Wow. That doesn't make sense. It fails for me in 5 seconds or less. I'm
running on a 2 CPU system, so that may make a difference.
> Rather than using a mutex, a better approach would be to use an
> asio::strand object. You can use a strand to wrap your handlers
> and they won't be executed concurrently (see the last timer
> tutorial for an example). A mutex will *not* give the correct
> behaviour in the case of "composed" operations like
> boost::asio::async_write. (Note: i'm assuming you're using the
> latest code in CVS here.)
I grabbed the code in boost CVS about 2 weeks ago. Should I get latest
> However, I am not confident that the current SSL wrapper
> implementation is thread safe even if you use a strand. It may
> simply be safer at this time to stick to using an individual SSL
> object from a single thread. In practice that means only calling
> io_service::run() from a single thread.
For the client, that's probably acceptable. But for the server we really
need multiple threads. Is it okay for each thread to create it's own
io_service to solve this problem?
> What exactly is it that you want to do with the second thread?

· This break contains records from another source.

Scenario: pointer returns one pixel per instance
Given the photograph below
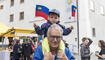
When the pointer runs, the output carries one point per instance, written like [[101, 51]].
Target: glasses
[[57, 37]]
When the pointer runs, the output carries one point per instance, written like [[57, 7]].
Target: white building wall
[[98, 22], [87, 19]]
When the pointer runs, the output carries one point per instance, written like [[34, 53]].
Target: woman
[[17, 50], [101, 54]]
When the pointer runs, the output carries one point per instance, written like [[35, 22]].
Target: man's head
[[85, 40], [54, 36], [54, 16]]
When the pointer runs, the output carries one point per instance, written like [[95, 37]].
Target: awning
[[18, 32], [3, 28]]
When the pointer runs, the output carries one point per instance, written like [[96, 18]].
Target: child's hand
[[61, 55], [71, 27], [35, 25]]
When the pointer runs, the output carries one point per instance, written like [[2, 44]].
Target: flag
[[42, 11], [73, 10]]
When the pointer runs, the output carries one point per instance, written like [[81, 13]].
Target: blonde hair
[[56, 27]]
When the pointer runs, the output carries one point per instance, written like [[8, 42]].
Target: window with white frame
[[1, 7], [12, 3], [21, 15], [102, 12], [11, 17], [92, 5], [21, 1], [93, 32]]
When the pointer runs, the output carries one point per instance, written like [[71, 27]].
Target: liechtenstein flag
[[42, 11], [73, 10]]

> There may be another way of structuring it to give the same
> effect while keeping all access to the ssl/socket object from
> the one thread.
Well, the current client design works like this. The client is an MFC UI
application. We spawn a background thread inside io_service::run() to
handle incoming asynchronous communications. The server can send responses
to the client at any time. In other words, the client might send a request
to the server to monitor the CPU utilitization on the server. In that case,
the server will send a CPU packet roughly every second with the current CPU
value. The io_service thread would receive the packet, push the response
into a callback queue and notify the MFC UI thread via a windows message
that it has a waiting server response.
In addition, the UI thread may, in response to some user action, make other
synchronous requests for the user (on the same socket, which apparently is a
bad idea?). Those synchronous requests are dispatched to the server. The
reply is handled in the same manner (callback via windows message).
So, if I understand correctly, the UI should *not* be using the socket class
because we spawn a background thread to receive data on that socket?